Question

Let $f : \mathbb{R} \rightarrow \mathbb{R}$ be the function given by $f(x) = \cos(\tan^{-1} x)$. Which one of the following statements is TRUE?

• A. $f$ is decreasing for $x > 0$
• B. $f$ is decreasing for $x < 0$
• C. $f$ is decreasing on $\mathbb{R}$
• D. $f$ is decreasing on the interval $(-1, 1)$

Hint:

An alternate graphical way is to recognize that $f(x) = \frac{1}{\sqrt{1+x^2}}$ is an even function symmetric about the y-axis, with its maximum at $x=0$.
As $x$ moves away from 0 in the positive direction, the denominator increases, which means $f(x)$ must decrease for $x > 0$.

Answer 1

The Correct Option is A

Step 1: Understanding the Concept:
We can simplify $f(x)$ using trigonometry.
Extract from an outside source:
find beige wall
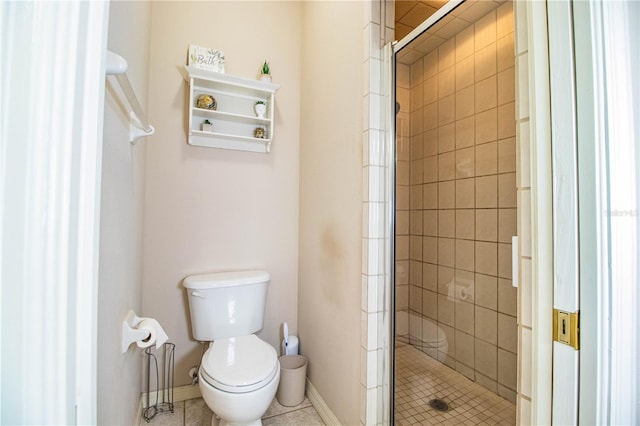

Let $\theta = \tan^{-1} x \implies \tan \theta = x$.
Step 2: Simplifying f(x):
If $\tan \theta = x/1$, then the hypotenuse is $\sqrt{1 + x^2}$. Therefore, $\cos \theta = \frac{1}{\sqrt{1 + x^2}}$. So, $f(x) = (1 + x^2)^{-1/2}$.
Step 3: Differentiating to check Monotonicity:
$f'(x) = -\frac{1}{2}(1 + x^2)^{-3/2} \cdot (2x) = \frac{-x}{(1 + x^2)^{3/2}}$.
For $x > 0$: $f'(x) < 0$ (Function is decreasing).
For $x < 0$: $f'(x) > 0$ (Function is increasing).

Step 4: Final Answer:
The function f is decreasing for x > 0.